LDO: “I can’t be silent. I tried. It seemed like a great tough guy thing to do though, right? The stoic hero...the guy that the rest of the world could emulate and throw a piece of their own psyche and personal struggle into, the universal symbol of victory.

I can’t do it. I’m too antsy about it.”

(Ocho presses the screen at key points, allowing the belt to become a full-on projector screen of video game goodness. He’s working through the middle stages of the game, pursuing the first star of Lethal Lava Land.)

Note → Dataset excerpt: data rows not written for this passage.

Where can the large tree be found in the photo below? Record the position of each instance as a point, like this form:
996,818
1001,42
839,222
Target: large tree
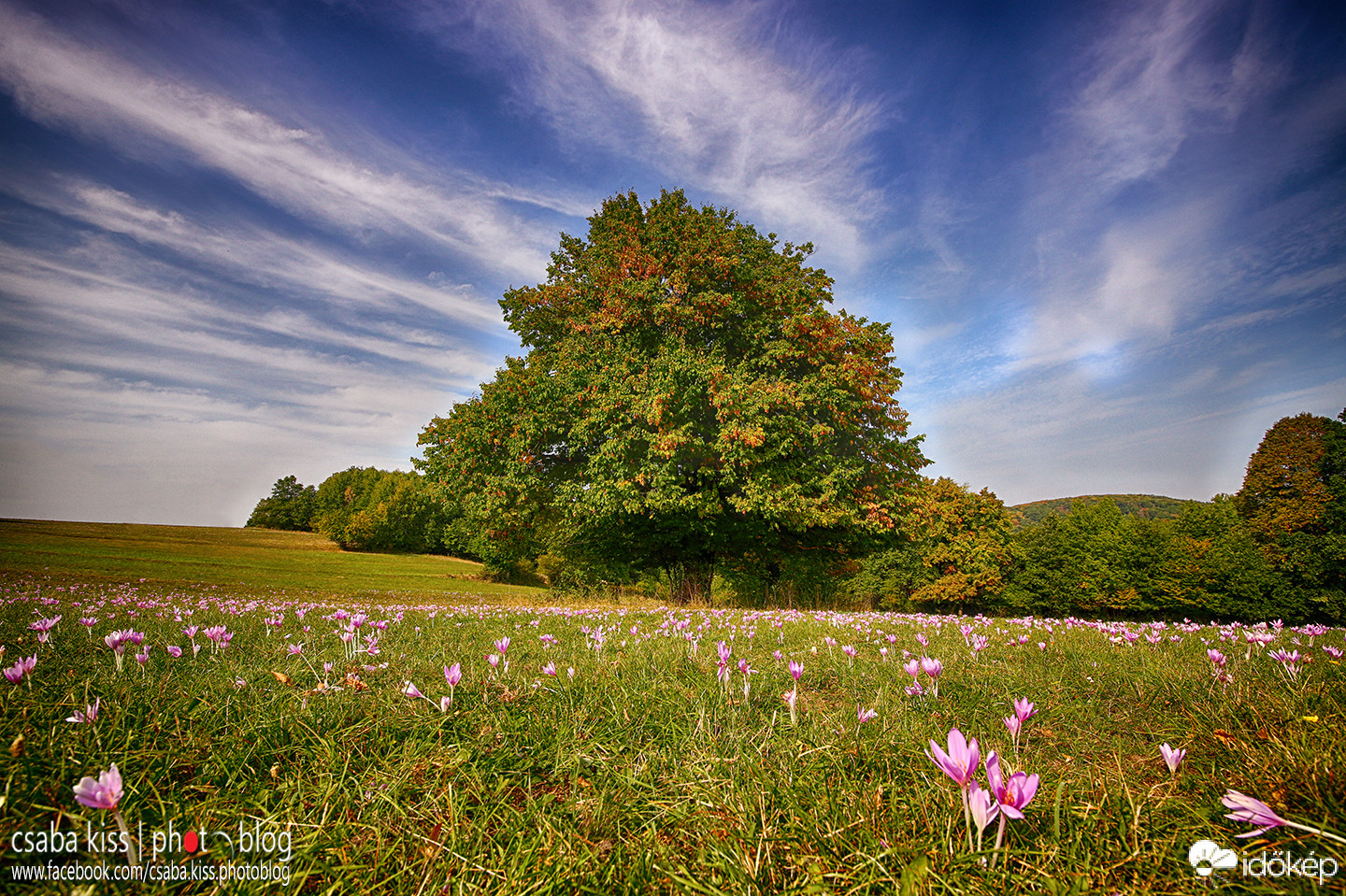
687,398
1294,499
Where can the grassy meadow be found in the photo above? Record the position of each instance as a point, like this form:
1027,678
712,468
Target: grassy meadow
291,709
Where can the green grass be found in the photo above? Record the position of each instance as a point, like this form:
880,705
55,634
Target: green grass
642,773
290,562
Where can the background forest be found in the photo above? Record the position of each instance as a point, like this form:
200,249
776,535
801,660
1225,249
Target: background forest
1273,550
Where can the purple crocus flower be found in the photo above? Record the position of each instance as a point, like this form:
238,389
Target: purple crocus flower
1172,758
1252,812
960,763
104,792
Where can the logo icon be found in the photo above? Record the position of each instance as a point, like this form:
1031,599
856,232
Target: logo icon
1206,856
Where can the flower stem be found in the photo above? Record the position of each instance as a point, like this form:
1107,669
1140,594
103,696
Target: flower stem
132,847
1317,831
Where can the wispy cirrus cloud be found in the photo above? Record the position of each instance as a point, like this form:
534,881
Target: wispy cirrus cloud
248,251
1132,213
92,91
711,94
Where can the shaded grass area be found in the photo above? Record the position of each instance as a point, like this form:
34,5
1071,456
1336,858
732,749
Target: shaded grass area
254,559
642,773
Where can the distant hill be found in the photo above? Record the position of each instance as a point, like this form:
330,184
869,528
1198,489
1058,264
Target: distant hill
1146,506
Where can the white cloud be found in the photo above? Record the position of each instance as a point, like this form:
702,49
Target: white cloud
262,257
709,93
1151,86
69,85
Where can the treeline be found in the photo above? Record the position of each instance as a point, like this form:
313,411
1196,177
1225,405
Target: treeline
1147,506
365,509
1276,549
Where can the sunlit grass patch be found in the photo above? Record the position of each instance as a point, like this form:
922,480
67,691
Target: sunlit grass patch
641,766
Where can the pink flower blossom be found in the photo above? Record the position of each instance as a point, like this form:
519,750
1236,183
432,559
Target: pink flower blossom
1172,758
104,792
1252,812
960,763
89,715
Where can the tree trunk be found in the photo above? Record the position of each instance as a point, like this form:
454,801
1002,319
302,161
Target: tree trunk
691,581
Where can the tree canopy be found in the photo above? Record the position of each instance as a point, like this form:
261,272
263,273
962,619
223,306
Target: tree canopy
687,397
290,506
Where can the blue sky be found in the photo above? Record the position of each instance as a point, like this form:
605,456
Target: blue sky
248,240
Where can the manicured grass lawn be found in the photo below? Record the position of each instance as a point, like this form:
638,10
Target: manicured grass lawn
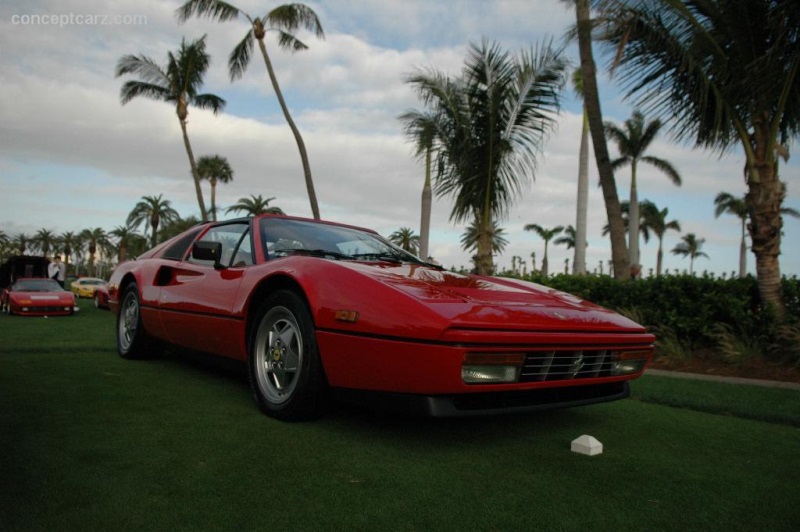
89,441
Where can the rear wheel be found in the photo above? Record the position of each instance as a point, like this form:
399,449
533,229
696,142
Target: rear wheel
286,373
131,337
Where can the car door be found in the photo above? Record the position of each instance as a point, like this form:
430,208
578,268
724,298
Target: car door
197,296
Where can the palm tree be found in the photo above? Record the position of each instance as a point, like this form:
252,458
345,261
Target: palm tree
470,238
690,247
491,123
594,114
284,20
547,235
178,83
68,240
95,238
579,262
420,127
406,239
127,238
726,203
726,74
215,169
568,239
254,205
151,211
632,141
656,220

LDO: “Not that I disagree with the ideals - duty before self, end game before ego, it’s all there. All the signposts of why this is the path to follow, why I should take a moment and consider the self-sacrifice and honor it takes to be a silent protagonist. But the thing is - it’s not the only way. It CAN’T be the only way.

Especially in the world we currently occupy.

I will NEVER convince you, Teddy, of the fate at your doorstep. I accept that. Actions before words, and all that. The mistake is assuming I can’t back up my words, that I’m fluff - that I’m a metric ton of hype brought on by the marketing office of our beloved NFW.

But I destroy monsters. Just ask Rook Black.

And the Chromatic Dragons? Xavier Langston? They are RAVENOUS to prove that they’re major players here.

Good guys have bite too.”

(Mario pushes the Big Bully into lava, and collects his star. Ocho winks as the camera fades to black.)